It's time to wonder if the decades long war by the government that has allegedly been waged in favor of making financial products and services more competitive might have been a mistake.
Time after time the government has intervened in practices that it has deemed anti-competitive. This happened in the 1970s, when the government effectively got the New York Stock Exchange to abolish fixed trading commissions. It happened in the 1990s, when the government cracked down on NASDAQ market makers. In 2002, corporate bond trading went onto "screens" on the TRACE system after years of pressure from securities regulators.
The buyers and sellers, especially ordinary investors and institutional investors such as pension and endowment funds, were supposed to benefit from these government initiated changes.
Each transformation had large and unintended consequences. As a result of the loss of fixed commissions, Wall Street consolidated and several firms went public. Fixed income trading became far more important than it had been. The crackdown on NASDAQ market makers was followed by the dot com boom and bust.
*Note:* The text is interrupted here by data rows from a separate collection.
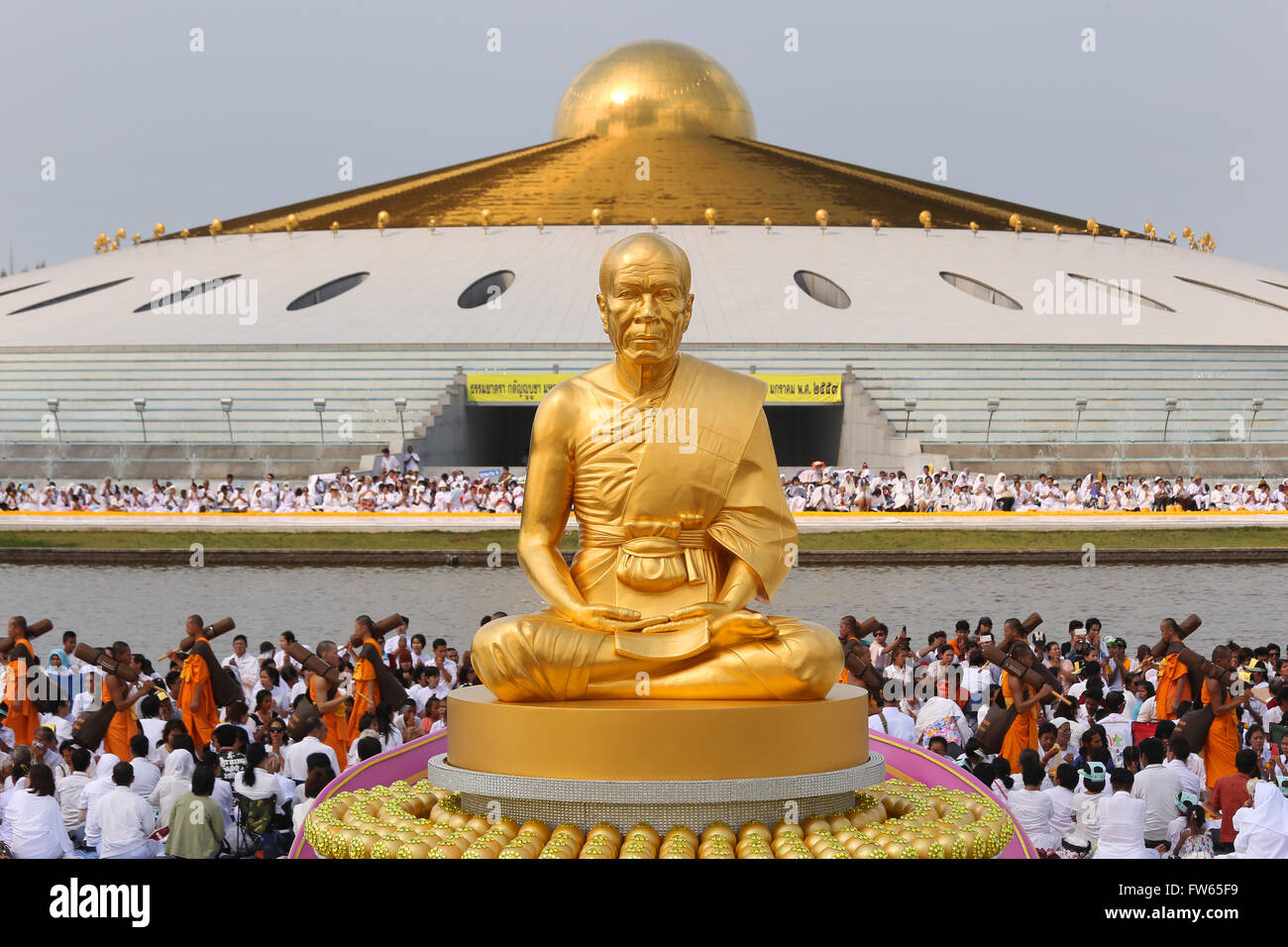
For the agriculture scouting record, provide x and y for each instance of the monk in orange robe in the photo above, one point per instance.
(330, 705)
(1223, 741)
(365, 690)
(24, 715)
(125, 723)
(1022, 733)
(196, 699)
(1173, 682)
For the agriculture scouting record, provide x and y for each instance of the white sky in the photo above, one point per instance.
(143, 131)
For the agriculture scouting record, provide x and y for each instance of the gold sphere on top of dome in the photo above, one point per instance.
(653, 86)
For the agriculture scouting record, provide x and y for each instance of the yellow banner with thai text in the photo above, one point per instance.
(500, 386)
(794, 389)
(529, 388)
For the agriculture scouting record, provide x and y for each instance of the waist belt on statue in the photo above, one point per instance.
(665, 557)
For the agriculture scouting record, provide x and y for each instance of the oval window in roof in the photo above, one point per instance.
(71, 295)
(163, 304)
(1120, 287)
(485, 289)
(980, 290)
(20, 289)
(327, 290)
(820, 289)
(1223, 290)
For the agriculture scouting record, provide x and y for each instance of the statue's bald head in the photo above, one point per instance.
(642, 249)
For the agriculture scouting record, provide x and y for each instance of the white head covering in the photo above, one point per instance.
(1263, 827)
(103, 768)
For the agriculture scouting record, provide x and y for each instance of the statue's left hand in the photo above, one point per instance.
(728, 625)
(738, 625)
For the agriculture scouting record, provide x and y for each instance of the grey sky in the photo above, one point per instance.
(143, 131)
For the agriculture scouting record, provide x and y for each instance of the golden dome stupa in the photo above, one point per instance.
(656, 85)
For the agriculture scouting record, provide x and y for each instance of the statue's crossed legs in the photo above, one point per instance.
(546, 657)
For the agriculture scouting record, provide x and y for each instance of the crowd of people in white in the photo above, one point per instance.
(820, 488)
(397, 488)
(1106, 775)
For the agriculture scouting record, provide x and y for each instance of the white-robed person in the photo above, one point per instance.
(1262, 827)
(257, 783)
(1031, 808)
(1122, 819)
(120, 822)
(101, 785)
(175, 780)
(34, 819)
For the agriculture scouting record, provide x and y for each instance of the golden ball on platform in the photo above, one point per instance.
(894, 848)
(605, 831)
(572, 831)
(836, 822)
(645, 831)
(537, 827)
(787, 828)
(719, 828)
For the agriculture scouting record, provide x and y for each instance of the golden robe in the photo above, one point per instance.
(1172, 676)
(124, 725)
(24, 716)
(1223, 741)
(364, 690)
(1022, 733)
(201, 724)
(336, 727)
(669, 489)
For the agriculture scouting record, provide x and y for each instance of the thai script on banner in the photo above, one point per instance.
(802, 388)
(500, 386)
(529, 388)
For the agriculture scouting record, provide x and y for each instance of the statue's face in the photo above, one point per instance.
(644, 307)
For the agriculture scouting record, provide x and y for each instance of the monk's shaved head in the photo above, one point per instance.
(638, 249)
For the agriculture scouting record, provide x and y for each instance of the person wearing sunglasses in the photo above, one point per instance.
(274, 761)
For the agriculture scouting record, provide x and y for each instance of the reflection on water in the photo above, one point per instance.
(146, 605)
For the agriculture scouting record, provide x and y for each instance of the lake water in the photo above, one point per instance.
(147, 605)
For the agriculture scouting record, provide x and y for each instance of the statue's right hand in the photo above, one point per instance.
(612, 618)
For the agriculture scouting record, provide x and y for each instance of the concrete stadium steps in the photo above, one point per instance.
(1216, 463)
(178, 463)
(273, 389)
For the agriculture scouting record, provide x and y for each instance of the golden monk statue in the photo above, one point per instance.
(670, 468)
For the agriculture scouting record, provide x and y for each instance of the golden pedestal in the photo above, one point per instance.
(658, 740)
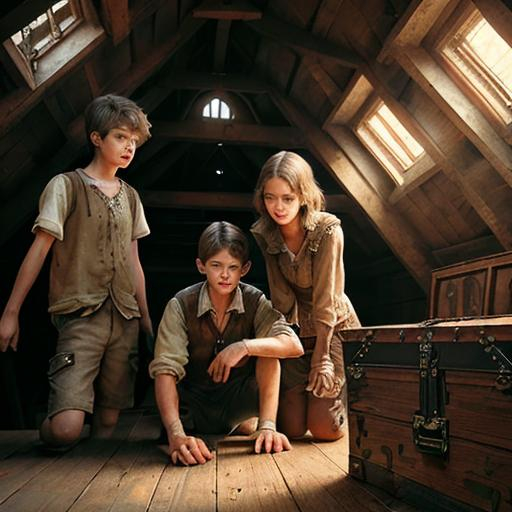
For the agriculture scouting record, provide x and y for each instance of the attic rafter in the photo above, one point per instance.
(412, 26)
(304, 42)
(126, 83)
(458, 108)
(228, 131)
(397, 232)
(498, 15)
(21, 16)
(449, 161)
(16, 212)
(116, 19)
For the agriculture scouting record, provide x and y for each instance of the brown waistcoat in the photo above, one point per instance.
(94, 259)
(202, 335)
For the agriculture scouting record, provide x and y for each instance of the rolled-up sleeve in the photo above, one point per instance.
(140, 225)
(54, 206)
(329, 278)
(268, 322)
(171, 352)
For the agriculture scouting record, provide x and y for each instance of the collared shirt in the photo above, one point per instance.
(171, 353)
(308, 288)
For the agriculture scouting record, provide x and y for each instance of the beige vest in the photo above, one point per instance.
(94, 259)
The push into TRACE incentivized credit traders to emphasize less transparent derivatives.
It's far from clear that the gains from these government interventions outweigh the costs.
Now that the attention is being focused on derivatives trading, I have to ask: are we making the same mistakes again?
When you make trading of financial instruments open and competitive, it becomes less profitable for dealers and banks. This happened in 1975 with stock broking and in 2002 with corporate bond trading, and in both cases broker-dealers lost billions of dollars as aggressive price cutters entered the market and commissions shrunk. It was good news for buyers and sellers, but bad news for banks.
So what about derivatives trading, the biggest and most profitable market by far on Wall Street? You will be un-surprised to learn that big banks have never been keen on the prospect of putting derivatives trading into a clearinghouse and requiring that prices be made public. They much prefer the current system, in which a small number of banks control the entire market and neither buyers nor sellers have any idea exactly what commissions they're paying when they purchase derivative contracts.